On the NFS server(s), at least for Linux no_wdelay supposedly helps if you have a disk controller with BBWC. Also, if you use the noatime flag on the clients, it probably makes sense to mount the filesystems on the servers with noatime as well.

And, as was already mentioned, don't bother with UDP. With higher speed networks (1GbE+) there is a small, but non-zero, chance of a sequence number wraparound causing data corruption. Also, if there is a possibility of packet loss, TCP will perform better than UDP.

If you're not worrying about data integrity that much, the "async" export option can be a major performance improvement (the problem with async is that you might lose data if the server crashes).

Also, at least for Linux server, you need to make sure you have enough NFS server threads running.
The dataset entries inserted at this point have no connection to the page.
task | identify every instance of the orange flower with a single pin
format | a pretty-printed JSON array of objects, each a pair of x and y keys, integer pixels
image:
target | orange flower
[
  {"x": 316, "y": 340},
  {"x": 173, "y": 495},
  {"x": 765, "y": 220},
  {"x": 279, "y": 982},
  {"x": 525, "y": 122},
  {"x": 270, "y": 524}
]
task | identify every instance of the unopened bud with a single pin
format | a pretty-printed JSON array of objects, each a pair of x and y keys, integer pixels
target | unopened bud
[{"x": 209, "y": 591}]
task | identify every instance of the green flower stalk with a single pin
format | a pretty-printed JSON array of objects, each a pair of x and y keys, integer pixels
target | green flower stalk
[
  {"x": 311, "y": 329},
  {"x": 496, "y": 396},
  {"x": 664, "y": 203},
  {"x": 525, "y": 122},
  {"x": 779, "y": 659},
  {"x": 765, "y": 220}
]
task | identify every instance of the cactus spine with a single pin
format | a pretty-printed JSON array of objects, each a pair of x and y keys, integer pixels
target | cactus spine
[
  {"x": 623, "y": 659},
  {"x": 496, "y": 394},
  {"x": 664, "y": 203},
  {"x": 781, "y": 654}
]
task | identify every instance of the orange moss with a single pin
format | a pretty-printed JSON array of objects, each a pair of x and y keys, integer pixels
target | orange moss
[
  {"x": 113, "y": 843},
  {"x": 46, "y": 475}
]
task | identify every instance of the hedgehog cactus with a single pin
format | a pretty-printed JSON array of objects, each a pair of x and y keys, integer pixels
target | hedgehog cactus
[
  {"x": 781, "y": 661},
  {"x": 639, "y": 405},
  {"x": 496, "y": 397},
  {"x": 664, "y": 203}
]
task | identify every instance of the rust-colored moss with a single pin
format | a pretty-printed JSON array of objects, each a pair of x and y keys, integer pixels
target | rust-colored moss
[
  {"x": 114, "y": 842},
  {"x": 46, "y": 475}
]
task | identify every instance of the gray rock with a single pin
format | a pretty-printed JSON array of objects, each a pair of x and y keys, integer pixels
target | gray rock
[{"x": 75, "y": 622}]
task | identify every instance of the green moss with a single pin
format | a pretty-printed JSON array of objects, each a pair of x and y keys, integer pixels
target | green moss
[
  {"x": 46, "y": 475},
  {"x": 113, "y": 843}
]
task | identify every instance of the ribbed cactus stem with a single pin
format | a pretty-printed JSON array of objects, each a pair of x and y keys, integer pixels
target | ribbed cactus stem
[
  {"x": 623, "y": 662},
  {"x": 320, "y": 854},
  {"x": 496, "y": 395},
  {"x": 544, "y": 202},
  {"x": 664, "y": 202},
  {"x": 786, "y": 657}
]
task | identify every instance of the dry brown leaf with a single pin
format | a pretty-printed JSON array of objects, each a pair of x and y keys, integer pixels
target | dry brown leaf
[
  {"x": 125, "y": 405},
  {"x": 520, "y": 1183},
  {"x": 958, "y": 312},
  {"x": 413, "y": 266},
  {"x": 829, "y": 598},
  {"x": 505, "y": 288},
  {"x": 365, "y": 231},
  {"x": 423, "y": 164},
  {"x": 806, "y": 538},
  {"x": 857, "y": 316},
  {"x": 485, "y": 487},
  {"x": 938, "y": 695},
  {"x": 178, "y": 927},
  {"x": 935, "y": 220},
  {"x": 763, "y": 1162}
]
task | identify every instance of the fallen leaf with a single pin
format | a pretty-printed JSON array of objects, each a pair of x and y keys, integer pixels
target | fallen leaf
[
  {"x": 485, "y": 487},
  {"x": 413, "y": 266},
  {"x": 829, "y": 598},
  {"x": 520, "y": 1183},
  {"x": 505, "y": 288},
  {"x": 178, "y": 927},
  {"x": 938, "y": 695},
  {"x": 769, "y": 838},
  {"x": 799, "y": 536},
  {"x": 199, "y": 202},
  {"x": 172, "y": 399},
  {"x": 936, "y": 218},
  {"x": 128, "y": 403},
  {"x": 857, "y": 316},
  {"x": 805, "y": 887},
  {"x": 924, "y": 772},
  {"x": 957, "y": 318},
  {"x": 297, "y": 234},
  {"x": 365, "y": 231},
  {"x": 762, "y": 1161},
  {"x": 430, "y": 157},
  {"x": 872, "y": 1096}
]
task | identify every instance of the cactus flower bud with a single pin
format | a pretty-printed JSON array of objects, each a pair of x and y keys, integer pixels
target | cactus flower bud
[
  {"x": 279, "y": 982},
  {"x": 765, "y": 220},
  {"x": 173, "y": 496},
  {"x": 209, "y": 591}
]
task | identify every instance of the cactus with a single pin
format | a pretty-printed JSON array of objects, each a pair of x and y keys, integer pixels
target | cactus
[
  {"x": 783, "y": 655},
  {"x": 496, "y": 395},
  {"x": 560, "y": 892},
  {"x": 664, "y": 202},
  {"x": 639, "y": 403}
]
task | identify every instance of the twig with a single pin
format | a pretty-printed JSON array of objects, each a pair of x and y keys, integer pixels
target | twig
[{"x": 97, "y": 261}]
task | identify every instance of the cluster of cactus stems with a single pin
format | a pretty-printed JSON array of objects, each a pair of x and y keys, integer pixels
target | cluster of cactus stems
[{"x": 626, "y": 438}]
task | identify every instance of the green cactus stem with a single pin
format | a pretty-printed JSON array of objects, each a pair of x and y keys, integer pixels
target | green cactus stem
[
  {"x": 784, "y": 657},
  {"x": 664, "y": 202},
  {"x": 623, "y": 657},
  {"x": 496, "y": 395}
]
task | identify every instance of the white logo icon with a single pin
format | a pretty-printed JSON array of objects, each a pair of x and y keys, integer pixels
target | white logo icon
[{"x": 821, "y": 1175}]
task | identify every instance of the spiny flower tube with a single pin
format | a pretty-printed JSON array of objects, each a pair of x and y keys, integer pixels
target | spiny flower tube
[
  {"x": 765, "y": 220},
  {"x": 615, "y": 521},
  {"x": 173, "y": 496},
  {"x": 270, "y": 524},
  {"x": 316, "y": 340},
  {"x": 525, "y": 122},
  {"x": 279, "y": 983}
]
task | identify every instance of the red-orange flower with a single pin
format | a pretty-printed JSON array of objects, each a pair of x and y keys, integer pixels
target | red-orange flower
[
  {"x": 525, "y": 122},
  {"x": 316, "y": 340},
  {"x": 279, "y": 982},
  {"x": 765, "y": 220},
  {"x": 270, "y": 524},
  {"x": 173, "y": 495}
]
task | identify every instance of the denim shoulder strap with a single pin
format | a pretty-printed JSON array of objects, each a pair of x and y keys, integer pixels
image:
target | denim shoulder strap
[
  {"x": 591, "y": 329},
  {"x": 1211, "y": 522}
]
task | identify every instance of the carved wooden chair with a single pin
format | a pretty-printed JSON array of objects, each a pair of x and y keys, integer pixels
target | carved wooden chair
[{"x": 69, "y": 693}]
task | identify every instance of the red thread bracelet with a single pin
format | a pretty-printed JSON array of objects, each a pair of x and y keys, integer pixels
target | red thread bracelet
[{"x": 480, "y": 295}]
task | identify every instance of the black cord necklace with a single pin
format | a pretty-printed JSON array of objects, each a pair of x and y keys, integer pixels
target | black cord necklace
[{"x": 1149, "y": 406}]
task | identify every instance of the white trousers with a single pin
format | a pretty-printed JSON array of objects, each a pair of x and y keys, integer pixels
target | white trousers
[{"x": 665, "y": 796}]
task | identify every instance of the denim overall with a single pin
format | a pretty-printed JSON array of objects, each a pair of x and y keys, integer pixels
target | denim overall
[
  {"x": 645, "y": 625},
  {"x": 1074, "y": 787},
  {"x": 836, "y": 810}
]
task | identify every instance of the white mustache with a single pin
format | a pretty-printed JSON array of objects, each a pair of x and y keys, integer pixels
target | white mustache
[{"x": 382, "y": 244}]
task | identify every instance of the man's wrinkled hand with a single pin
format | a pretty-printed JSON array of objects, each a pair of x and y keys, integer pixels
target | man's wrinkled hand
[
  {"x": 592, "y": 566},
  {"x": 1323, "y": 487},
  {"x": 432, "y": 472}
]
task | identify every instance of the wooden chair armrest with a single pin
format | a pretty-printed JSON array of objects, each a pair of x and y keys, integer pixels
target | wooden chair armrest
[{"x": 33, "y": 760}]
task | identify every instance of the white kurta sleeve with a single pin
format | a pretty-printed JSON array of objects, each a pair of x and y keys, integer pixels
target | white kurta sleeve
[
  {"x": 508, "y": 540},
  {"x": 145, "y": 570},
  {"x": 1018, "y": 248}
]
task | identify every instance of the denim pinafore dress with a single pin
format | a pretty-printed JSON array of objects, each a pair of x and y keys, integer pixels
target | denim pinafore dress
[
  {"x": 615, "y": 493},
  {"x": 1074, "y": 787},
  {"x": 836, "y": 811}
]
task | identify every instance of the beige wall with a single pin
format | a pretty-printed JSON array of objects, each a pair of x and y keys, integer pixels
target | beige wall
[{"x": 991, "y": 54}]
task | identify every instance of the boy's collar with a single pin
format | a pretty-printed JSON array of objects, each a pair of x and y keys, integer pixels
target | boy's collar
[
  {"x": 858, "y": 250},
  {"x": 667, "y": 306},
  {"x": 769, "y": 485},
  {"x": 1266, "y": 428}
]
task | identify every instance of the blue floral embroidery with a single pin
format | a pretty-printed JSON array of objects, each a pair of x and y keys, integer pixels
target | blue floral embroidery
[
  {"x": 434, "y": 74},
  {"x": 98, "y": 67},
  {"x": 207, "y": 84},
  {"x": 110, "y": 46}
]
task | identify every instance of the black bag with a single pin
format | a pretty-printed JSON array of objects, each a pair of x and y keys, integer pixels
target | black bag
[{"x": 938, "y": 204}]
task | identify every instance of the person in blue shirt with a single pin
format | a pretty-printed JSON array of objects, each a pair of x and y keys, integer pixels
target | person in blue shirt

The default 8 is just way too low.

Solution 3:

I once did a test with a dell r710, 1 cpu, 4 GB RAM, 6 SATA disk with RAID-10. The client was a sun x2100, both with CentOS 5.3 and the nfs params like mentioned above

"ro,hard,intr,retrans=2,rsize=32768,wsize=32768,nfsvers=3,tcp"

mounted on both sides with noatime.

I did also bump up to nfsds to 256 and used the noop scheduler for the perc6 raid controller. Another thing i did was to align the partitions to the 64K stripe size of the raid controller.

then i measured the nfs performance with dd - for reads i could fill the gigE pipe but for writes i could only get slightly better results as you. With async enabled i could get 70 to 80 MB/s but async was no option for my.

Maybe you can't get more with nfs from a gigE link?